KEY POINTS:
Carbohydrate-rich diets are associated with slightly higher blood pressure than diets rich in mono-unsaturated fats, findings in the American Journal of Clinical Nutrition show.
However, Meena Shah and colleagues from the University of Texas Southwestern Medical Centre at Dallas found the difference is not enough to justify making recommendations to change the carbohydrate and mono-unsaturated fat content of the diets to control blood pressure.
The researchers conducted a review of 10 published studies that compared high-carbohydrate diets and diets high in mono-unsaturated fat to better understand their effects on blood pressure.

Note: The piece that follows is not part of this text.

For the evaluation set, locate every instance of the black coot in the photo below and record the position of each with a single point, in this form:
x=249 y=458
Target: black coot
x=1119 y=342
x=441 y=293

The results of the authors' mathematical model showed carbohydrate-rich diets led to a significantly higher blood pressure compared with diets rich in mono-unsaturated fat.
When the analysis was restricted to studies in which the subjects were randomly assigned to one diet and then switched over to the other diet, the blood pressure readings were higher for the carbohydrate-rich diets than the mono-unsaturated fat diets, but the difference was not statistically significant.
The slight increase in blood pressure of subjects in the high-carbohydrate diet may be caused by elevated insulin levels or "hyperinsulinemia".
It has been suggested hyperinsulinemia enhances the activity of the sympathetic nervous system "which increases heart rate, cardiac output, vascular resistance, and sodium retention and thus blood pressure".